[PATCH i-g-t] tools/gputop: Add GT freq and c6 stats

Belgaumkar, Vinay vinay.belgaumkar at intel.com
Fri Dec 20 00:33:03 UTC 2024


On 12/18/2024 11:27 AM, Kamil Konieczny wrote:
> Hi Vinay,
> On 2024-12-15 at 16:32:38 -0800, Vinay Belgaumkar wrote:
>> Add GT C6 and Frequency support. These will use the PMU interface
>> and are displayed per GT/device in the header.
>>
>> GT: 0, c6:  94.54% req_freq:  750.63 MHz act_freq:    0.00 MHz
>> GT: 1, c6:   2.75% req_freq: 1200.71 MHz act_freq: 1112.66 MHz
> Will it work for other drivers? Without pmu?

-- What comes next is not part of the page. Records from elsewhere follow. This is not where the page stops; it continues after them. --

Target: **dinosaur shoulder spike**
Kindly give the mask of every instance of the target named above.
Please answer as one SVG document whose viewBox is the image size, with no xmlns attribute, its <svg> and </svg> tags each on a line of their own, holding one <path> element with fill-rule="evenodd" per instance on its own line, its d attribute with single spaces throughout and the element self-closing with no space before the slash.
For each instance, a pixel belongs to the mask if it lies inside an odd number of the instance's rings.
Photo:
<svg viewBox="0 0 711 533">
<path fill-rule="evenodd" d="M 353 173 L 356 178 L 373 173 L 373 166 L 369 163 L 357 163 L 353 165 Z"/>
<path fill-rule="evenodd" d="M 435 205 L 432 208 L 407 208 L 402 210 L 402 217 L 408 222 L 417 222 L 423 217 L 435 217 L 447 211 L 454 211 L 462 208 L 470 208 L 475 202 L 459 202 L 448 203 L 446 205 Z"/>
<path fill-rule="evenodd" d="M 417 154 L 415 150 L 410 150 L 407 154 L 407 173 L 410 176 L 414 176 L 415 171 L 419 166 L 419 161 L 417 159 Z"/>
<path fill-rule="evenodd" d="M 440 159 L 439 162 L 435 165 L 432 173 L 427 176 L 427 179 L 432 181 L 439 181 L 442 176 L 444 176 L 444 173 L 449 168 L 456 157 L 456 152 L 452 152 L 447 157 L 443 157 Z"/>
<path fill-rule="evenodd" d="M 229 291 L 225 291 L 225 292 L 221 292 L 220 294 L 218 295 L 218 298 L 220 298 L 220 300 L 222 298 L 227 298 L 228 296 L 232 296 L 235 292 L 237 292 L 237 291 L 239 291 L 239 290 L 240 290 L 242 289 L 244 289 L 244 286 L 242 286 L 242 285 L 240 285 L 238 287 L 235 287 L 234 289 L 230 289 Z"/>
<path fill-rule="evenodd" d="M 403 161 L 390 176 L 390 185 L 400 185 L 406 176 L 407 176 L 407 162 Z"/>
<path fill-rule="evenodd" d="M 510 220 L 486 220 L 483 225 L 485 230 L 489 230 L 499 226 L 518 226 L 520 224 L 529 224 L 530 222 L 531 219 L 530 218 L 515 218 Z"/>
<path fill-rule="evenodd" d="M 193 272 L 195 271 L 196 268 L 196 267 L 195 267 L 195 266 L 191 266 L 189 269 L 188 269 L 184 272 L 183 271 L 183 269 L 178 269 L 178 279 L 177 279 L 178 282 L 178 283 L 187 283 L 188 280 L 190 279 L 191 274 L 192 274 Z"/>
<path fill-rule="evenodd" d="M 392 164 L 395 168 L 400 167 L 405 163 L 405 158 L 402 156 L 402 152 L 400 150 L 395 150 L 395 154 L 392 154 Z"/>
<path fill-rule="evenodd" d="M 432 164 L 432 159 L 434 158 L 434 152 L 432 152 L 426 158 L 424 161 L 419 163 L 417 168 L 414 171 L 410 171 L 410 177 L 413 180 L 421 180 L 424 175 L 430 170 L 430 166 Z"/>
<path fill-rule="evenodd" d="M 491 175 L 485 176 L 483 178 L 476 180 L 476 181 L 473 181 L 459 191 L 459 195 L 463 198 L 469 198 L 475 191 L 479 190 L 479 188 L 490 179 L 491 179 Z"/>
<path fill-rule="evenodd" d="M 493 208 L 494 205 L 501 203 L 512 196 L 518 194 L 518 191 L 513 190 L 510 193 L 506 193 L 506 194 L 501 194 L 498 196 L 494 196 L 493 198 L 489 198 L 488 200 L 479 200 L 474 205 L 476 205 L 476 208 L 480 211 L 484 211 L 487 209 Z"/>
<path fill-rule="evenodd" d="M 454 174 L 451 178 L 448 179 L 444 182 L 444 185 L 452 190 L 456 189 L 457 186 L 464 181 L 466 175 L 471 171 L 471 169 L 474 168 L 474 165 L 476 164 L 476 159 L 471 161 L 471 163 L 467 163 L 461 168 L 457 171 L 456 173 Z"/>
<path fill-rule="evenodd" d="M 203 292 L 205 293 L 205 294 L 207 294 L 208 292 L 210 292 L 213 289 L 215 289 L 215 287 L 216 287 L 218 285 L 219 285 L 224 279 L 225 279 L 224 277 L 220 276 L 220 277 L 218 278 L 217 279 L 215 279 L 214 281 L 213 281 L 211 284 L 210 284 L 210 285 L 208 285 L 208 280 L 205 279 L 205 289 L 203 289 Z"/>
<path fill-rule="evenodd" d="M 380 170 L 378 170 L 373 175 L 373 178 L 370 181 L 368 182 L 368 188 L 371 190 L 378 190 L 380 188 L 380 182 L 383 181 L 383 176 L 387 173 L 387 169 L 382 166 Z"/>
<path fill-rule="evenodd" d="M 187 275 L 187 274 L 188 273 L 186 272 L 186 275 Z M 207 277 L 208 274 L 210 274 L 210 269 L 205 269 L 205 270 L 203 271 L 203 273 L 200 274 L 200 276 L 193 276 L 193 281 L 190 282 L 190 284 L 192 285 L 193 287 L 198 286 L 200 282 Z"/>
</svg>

Yes, If it doesn't find the necessary PMU paths, it will skip PMU part 
and go back to printing whatever it did earlier. The pmu_info is also 
stored as a void*, so other vendors can add their own pmu_info.
>
>> Cc: Rodrigo Vivi <rodrigo.vivi at intel.com>
>> Cc: Lucas De Marchi <lucas.demarchi at intel.com>
>> Signed-off-by: Vinay Belgaumkar <vinay.belgaumkar at intel.com>
>> ---
>>   lib/igt_drm_clients.c |  17 +++++
>>   lib/igt_drm_clients.h |  25 +++++++
>>   lib/igt_perf.c        |  57 +++++++++++++-
>>   lib/igt_perf.h        |   2 +
> Please split lib changes into separate patches as they
> could be used by xe_drm_fdinfo test.
ok.
>
>>   tools/gputop.c        | 168 +++++++++++++++++++++++++++++++++++++++++-
>>   tools/intel_gpu_top.c |  18 +----
> imho here also it could be splitted into two patches each for
> separate tool.
ok.
>
>>   tools/meson.build     |   2 +-
>>   7 files changed, 271 insertions(+), 18 deletions(-)
>>
>> diff --git a/lib/igt_drm_clients.c b/lib/igt_drm_clients.c
>> index 858cd3645..add2696fa 100644
>> --- a/lib/igt_drm_clients.c
>> +++ b/lib/igt_drm_clients.c
>> @@ -19,6 +19,7 @@
>>   
>>   #include "igt_drm_clients.h"
>>   #include "igt_drm_fdinfo.h"
>> +#include "igt_perf.h"
>>   
>>   #ifndef ARRAY_SIZE
>>   #define ARRAY_SIZE(array) (sizeof(array) / sizeof(array[0]))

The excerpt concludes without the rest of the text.